Last year Persimmon offered its chief executive a £110m award as part of an ill-conceived long-term incentive plan linked to the company’s share price, before ousting him as public pressure grew. Taylor Wimpey was forced to set aside £130m to compensate customers who had bought leasehold homes with ground rents that doubled every 10 years in 2017 and Bovis was embroiled in a build quality scandal, the same year that resulted in its chief executive leaving and profits falling.
Aware of the criticism, the government has announced it will limit Help to Buy to first-time buyers from 2021, before closing it in 2023. In advance of Persimmon’s results this week it hinted at a review of housebuilders’ contracts.
A spokesperson for James Brokenshire, the housing minister, said that from 2021 “Help to Buy will look different. We’ve already said it will look only at first-time buyers and we will definitely not be funding leasehold properties. We will look carefully at developer performance over recent years.”
The move was “a way of reminding the housebuilders that they have to think about customer care and good practices across the industry”, said Aynsley Lammin, equity analyst at Canaccord Genuity.
“Housebuilders are doing exactly what you’d expect them to be doing: they’re publicly listed, they have a duty to maximise returns to shareholders,” Mr Hudson said. “The political environment has changed and they [government] feel quite comfortable using a stick rather than the carrot housebuilders have got used to.”

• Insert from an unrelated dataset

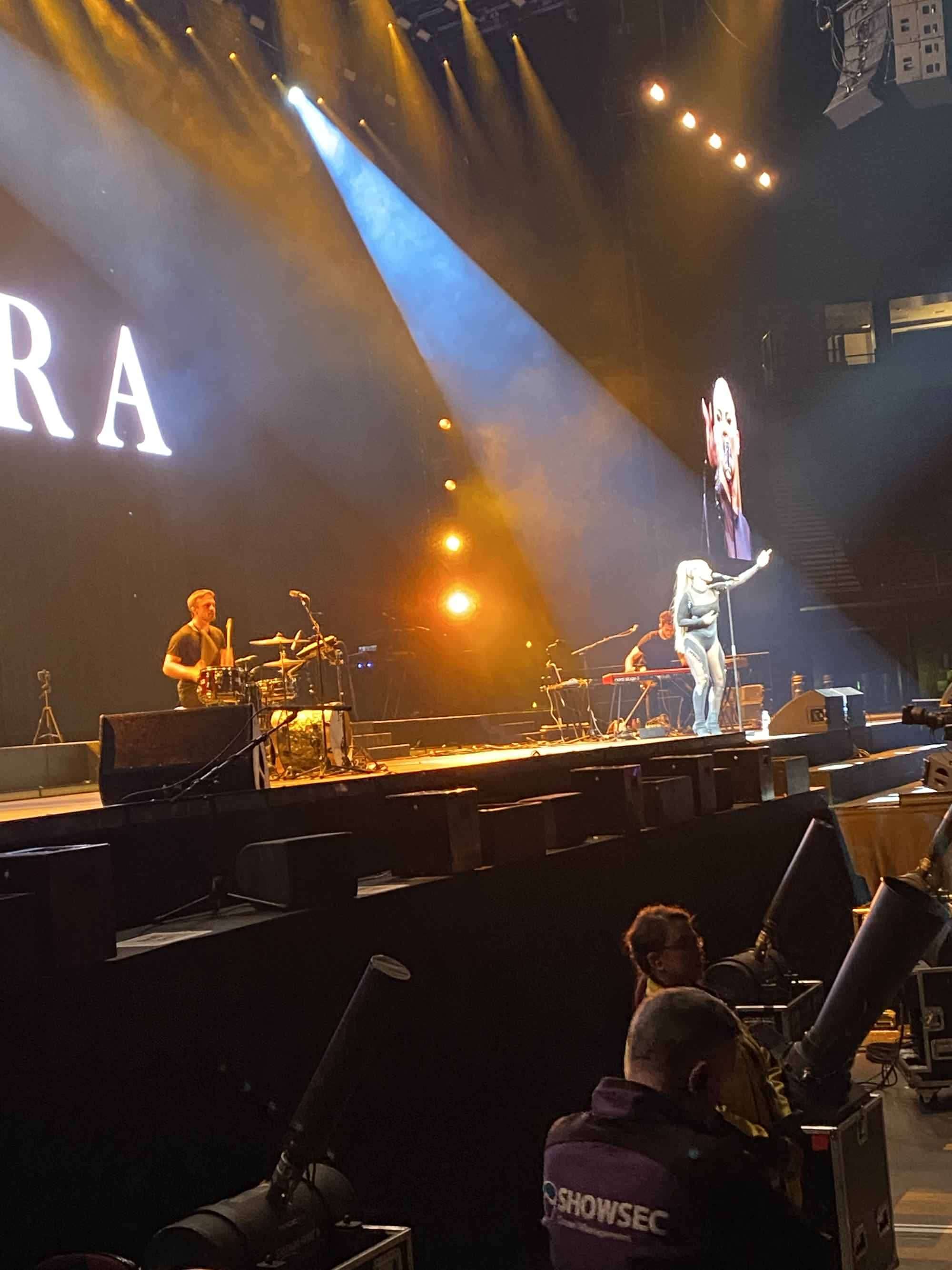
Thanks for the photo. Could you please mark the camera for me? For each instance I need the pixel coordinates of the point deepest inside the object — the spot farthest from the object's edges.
(924, 718)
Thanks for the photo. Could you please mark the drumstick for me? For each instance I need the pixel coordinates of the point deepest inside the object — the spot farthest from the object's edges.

Help to Buy is not the only cause of the recent industry momentum. Housebuilders were already recovering from the recession, the government moved to increase land availability, and more recently low unemployment and low interest rates have supported rising profits.
“Help to Buy has transformed the lives of hundreds of thousands of people by enabling them to get on to the housing ladder,” said Steve Turner, director of communications at the Home Builders Federation. “Homebuilders do not receive funding from Help to Buy, but by supporting first-time buyers the scheme has helped [to] drive an unprecedented increase in housing supply, creating tens of thousands of jobs and boosting economies across the country.”
Publicly, housebuilders have welcomed the planned wind-down of the plan.
“From the very beginning of Help to Buy we argued it was a good incentive if used properly: stabilising construction in what was a volatile industry. But it shouldn’t be there forever,” said Pete Redfern, chief executive of Taylor Wimpey.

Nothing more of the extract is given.